The Deal: Ryan Smyth to the New York Islanders for Ryan O'Marra, Robert Nilsson and NYI's 2007 1st Rounder
Of course, while the LA/Dallas deal was the biggest in terms of bodies, the trade of decade-long Oiler Ryan Smyth was the undisputed story of the day. In exchange for the player described as bleeding copper and blue, the Oilers welcomed two former 15th overall draft picks and a potential 15th overall pick into the organization. While GM Kevin Lowe mentioned only this evening that the team now had the assets to trade for 'another Chris Pronger', if he elects to keep Nilsson and O'Marra, the team will soon reap the rewards. Nilsson, son of current Oilers scout Kent Nilsson, was leading the Bridgeport Sound Tigers in scoring with 45 in 50 points before the trade.
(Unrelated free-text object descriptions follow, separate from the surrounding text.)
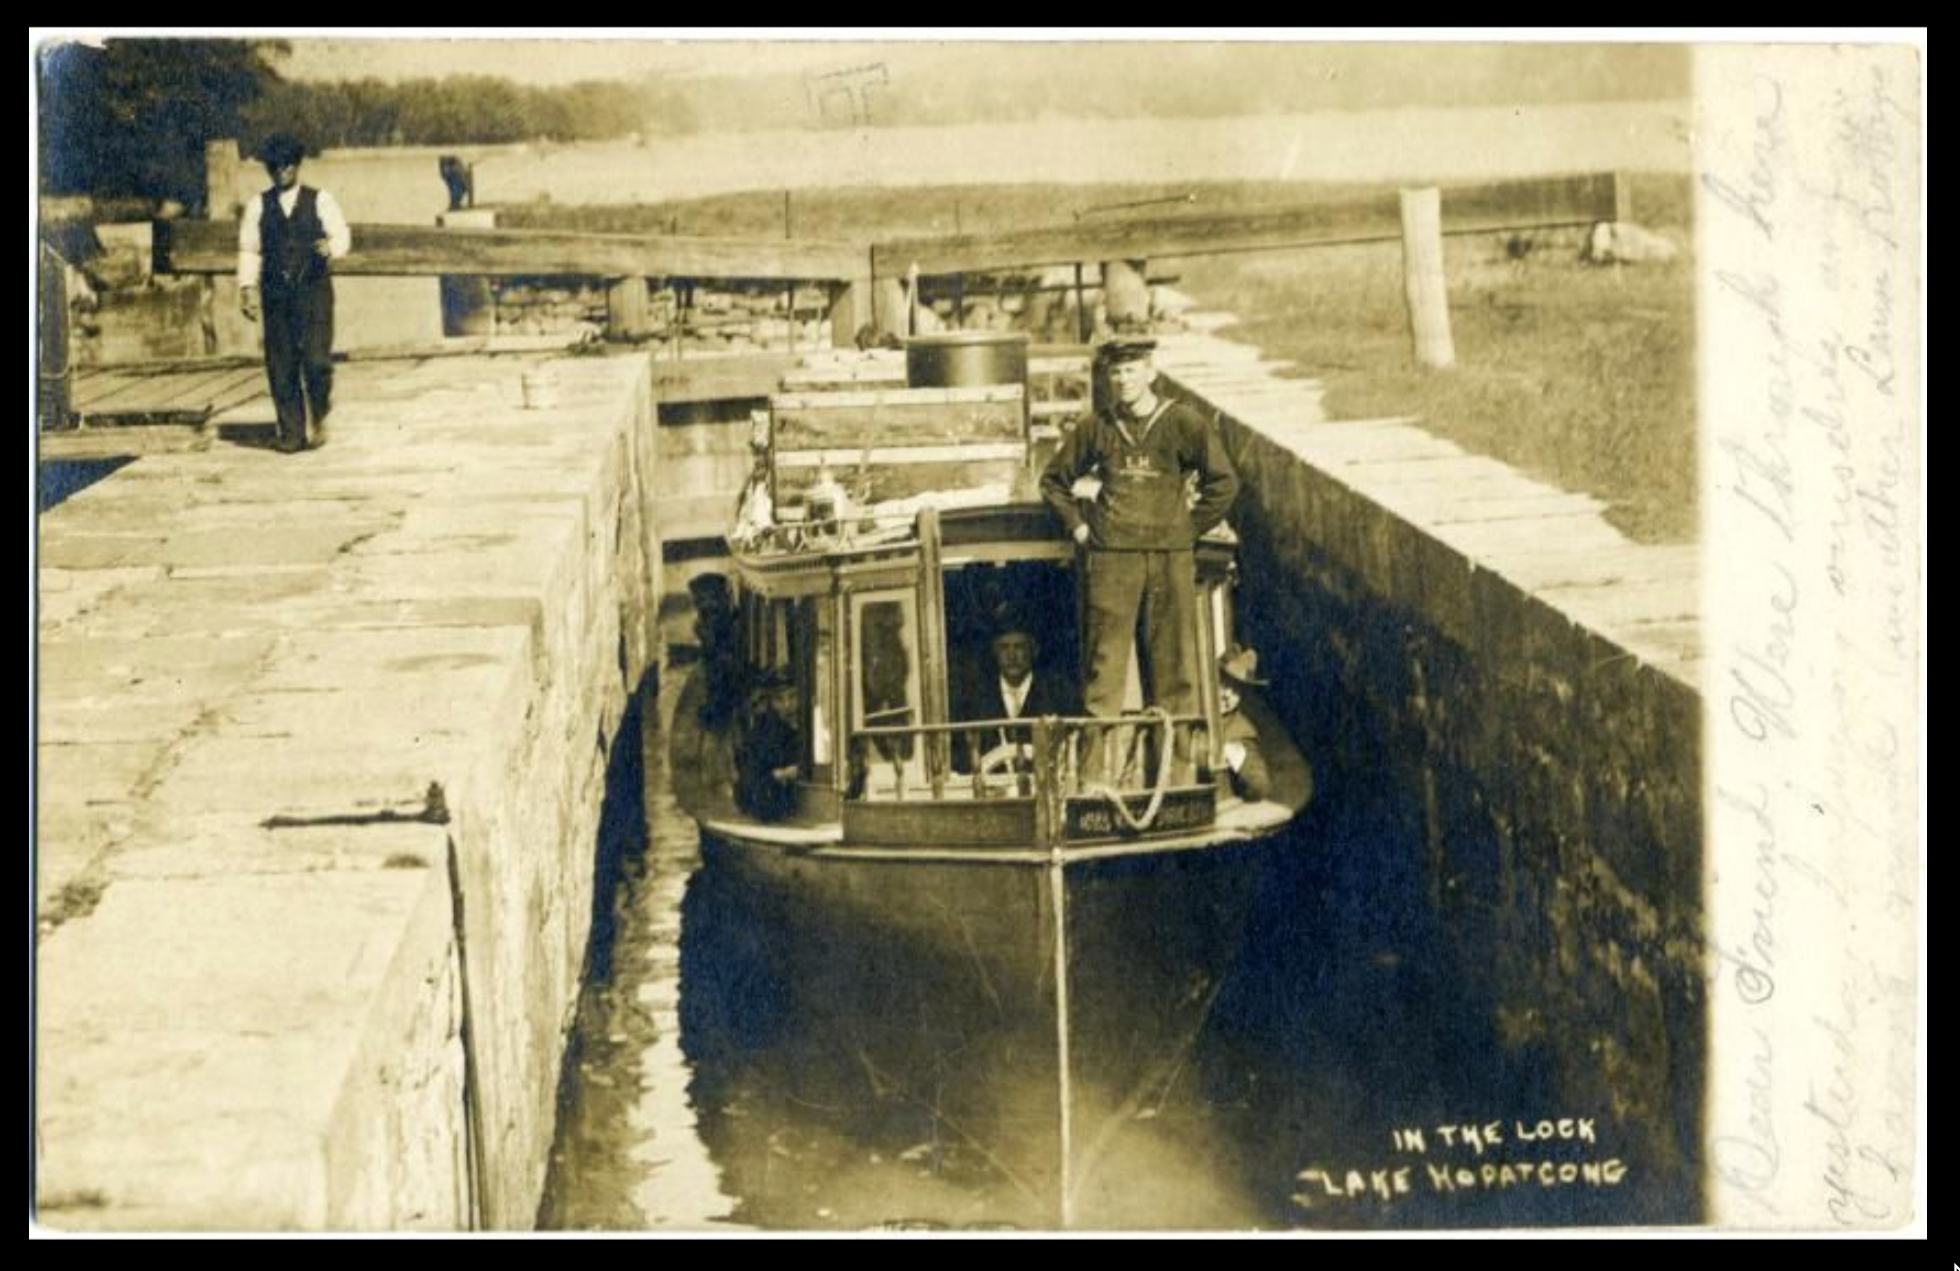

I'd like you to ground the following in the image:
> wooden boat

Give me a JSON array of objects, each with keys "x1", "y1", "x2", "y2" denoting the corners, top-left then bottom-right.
[{"x1": 668, "y1": 338, "x2": 1311, "y2": 1225}]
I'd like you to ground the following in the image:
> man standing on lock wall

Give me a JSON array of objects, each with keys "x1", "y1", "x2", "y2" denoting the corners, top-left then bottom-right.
[{"x1": 238, "y1": 133, "x2": 349, "y2": 453}]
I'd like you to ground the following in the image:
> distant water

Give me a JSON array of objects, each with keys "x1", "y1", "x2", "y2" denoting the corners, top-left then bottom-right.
[{"x1": 474, "y1": 101, "x2": 1690, "y2": 206}]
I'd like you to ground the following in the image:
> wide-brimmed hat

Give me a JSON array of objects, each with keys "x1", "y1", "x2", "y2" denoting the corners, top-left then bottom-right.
[{"x1": 1219, "y1": 644, "x2": 1268, "y2": 688}]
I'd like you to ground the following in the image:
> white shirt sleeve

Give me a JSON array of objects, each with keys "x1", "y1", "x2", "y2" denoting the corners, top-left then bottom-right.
[
  {"x1": 237, "y1": 195, "x2": 262, "y2": 287},
  {"x1": 313, "y1": 189, "x2": 352, "y2": 261}
]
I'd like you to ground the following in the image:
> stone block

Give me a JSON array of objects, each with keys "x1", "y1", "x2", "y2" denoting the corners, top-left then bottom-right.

Called up just prior to the deal, the supremely talented winger looks to be kept up with his new team. Incredible lacrosse-style goals aside, equally incredible vision, hands and needle-fine passing make up one of the most enigmatic prospects in hockey. For a shift or two every game, the 22 year-old dazzles with Hemsky-like domination. For the rest of his shifts, however, Nilsson is either at the blueline or going for a skate. Or that was the case up until a few months ago. Spurned by Islanders coach Ted Nolan, Nilsson has shown consistency and effort for the first time in his career. Playing for dear old dad's employers might motivate him even further. The highly skilled forward could make a quick impact, especially if the Oil opt to give the kids lots of ice-time down the stretch.
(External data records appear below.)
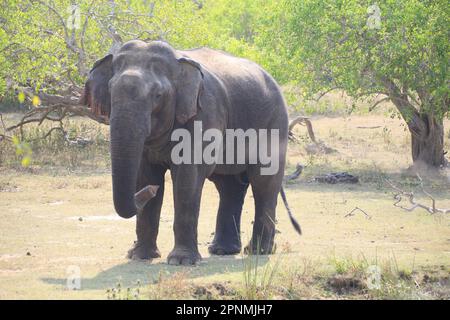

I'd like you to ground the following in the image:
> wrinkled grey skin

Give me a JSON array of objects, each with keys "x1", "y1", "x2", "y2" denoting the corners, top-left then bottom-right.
[{"x1": 82, "y1": 40, "x2": 288, "y2": 265}]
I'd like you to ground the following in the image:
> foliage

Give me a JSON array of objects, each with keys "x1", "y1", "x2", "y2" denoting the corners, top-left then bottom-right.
[
  {"x1": 0, "y1": 0, "x2": 226, "y2": 94},
  {"x1": 1, "y1": 0, "x2": 448, "y2": 110},
  {"x1": 268, "y1": 0, "x2": 449, "y2": 119},
  {"x1": 0, "y1": 0, "x2": 448, "y2": 166}
]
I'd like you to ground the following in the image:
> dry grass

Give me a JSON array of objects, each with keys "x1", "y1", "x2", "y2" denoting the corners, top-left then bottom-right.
[
  {"x1": 0, "y1": 107, "x2": 449, "y2": 299},
  {"x1": 0, "y1": 113, "x2": 110, "y2": 170}
]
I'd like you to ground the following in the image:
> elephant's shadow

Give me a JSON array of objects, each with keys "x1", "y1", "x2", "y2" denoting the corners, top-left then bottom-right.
[{"x1": 42, "y1": 255, "x2": 269, "y2": 291}]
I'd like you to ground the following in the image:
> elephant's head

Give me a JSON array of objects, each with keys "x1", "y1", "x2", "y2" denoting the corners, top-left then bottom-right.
[{"x1": 81, "y1": 40, "x2": 204, "y2": 218}]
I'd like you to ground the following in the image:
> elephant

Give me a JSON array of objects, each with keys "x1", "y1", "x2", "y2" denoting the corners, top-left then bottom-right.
[{"x1": 81, "y1": 40, "x2": 300, "y2": 265}]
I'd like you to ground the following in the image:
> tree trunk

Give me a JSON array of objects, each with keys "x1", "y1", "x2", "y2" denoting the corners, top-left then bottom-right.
[
  {"x1": 380, "y1": 77, "x2": 447, "y2": 168},
  {"x1": 408, "y1": 113, "x2": 446, "y2": 167}
]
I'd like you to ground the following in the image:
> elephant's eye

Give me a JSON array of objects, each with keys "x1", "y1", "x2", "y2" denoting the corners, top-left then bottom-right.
[
  {"x1": 152, "y1": 92, "x2": 163, "y2": 113},
  {"x1": 153, "y1": 88, "x2": 163, "y2": 100}
]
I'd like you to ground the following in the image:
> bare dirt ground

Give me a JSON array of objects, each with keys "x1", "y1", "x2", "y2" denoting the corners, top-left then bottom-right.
[{"x1": 0, "y1": 114, "x2": 449, "y2": 299}]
As for O'Marra, opinions vary greatly between fans. But the facts are this: with tremendous skating ability, a sandpapery game and elite defensive awareness, the tools are there for the 20 year-old pivot to become one of the best shutdown forwards in the game. And he's not a shoddy scorer, either. Capable of snapping home a smart wrist shot or banging in a rebound ala Smytty, O'Marra is likely a year or two from full-time NHL duty. Despite third-line ice-time for the Belleville Bulls, the former 'Assistant Captain Canada'- at the U18s, anyway- has notched 39 points in 39 games, including 21 goals. O'Marra's upside is that of a checking centreman with a touch of offense. 25-25-50 with 100 PIM in a peak year is in the cards.